Solutions like Istio can also provide advanced cross-cutting concerns
such as service redirection, logging and caching without having to
incorporate those capabilities in the underlying services.
API
Management on the other hand is about how those services are exposed to
consumers. This is aimed at ensuring the people who need to use your
services can access them, and have the necessary tools to use them.

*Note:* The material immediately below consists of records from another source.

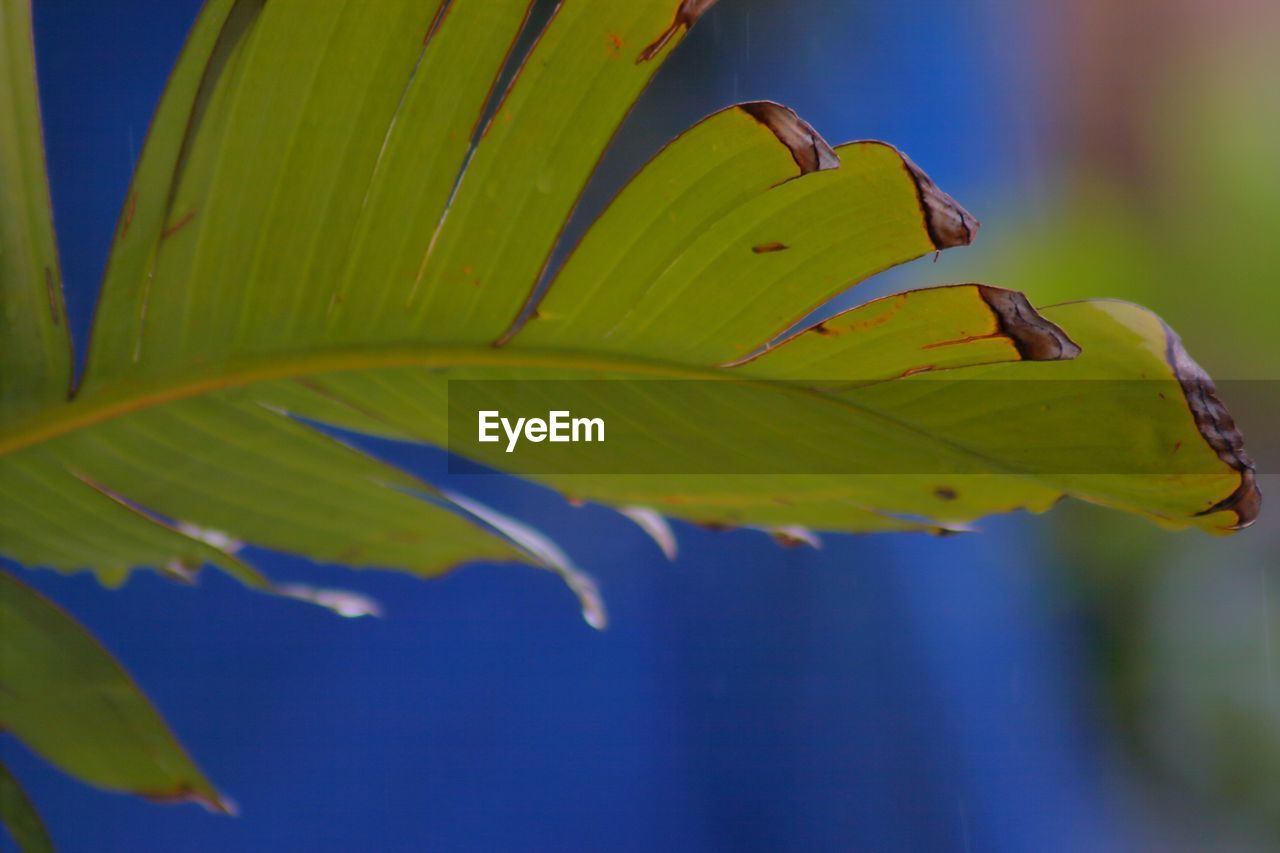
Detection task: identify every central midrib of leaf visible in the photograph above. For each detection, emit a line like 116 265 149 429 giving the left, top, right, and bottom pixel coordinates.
0 343 745 456
0 343 1049 484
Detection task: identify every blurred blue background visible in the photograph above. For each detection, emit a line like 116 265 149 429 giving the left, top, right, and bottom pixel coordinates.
0 0 1274 852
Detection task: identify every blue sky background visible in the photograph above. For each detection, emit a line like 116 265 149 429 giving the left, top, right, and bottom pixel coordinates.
0 0 1124 852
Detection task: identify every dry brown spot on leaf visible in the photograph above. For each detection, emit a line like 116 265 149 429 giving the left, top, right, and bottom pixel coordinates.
978 284 1080 361
1165 325 1262 530
636 0 716 65
739 101 840 174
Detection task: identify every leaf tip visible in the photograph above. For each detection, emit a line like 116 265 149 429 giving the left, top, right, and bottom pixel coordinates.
737 101 840 172
897 151 982 250
978 284 1080 361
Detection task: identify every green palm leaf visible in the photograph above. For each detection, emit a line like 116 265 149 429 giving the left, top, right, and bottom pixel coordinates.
0 0 1258 824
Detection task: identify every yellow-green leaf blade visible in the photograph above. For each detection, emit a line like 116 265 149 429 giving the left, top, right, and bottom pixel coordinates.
515 142 977 364
0 573 227 811
0 0 72 427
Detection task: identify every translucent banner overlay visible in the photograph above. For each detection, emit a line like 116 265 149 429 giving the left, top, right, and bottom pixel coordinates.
448 377 1280 475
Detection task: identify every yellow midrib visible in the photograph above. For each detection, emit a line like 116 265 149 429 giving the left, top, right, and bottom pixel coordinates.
0 345 728 456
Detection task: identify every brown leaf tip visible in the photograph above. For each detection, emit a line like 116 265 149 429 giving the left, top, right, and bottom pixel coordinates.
636 0 716 65
899 151 982 250
978 284 1080 361
737 101 840 174
1165 325 1262 530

Like a Service Mesh, API Management is concerned about access security,
service failover and monitoring, but are not responsible for controlling
the services themselves. Instead the API Management layer is
responsible for managing which APIs are accessible to which consumers,
transforming the services to meet consumer constraints, setting service
access limits, and defining billing and utilisation policies.
API
management wasn't something my colleague had looked into, but it is an
important part of defining how the services would be accessed. The
industry has a tendency to equate "API Management" with "Monetisation"
and it is easy to discount API Management when looking at the
capabilities of Service Mesh solutions, but when you consider the key
differentiation between managing services and managing consumers,
there's definitely value in looking at both.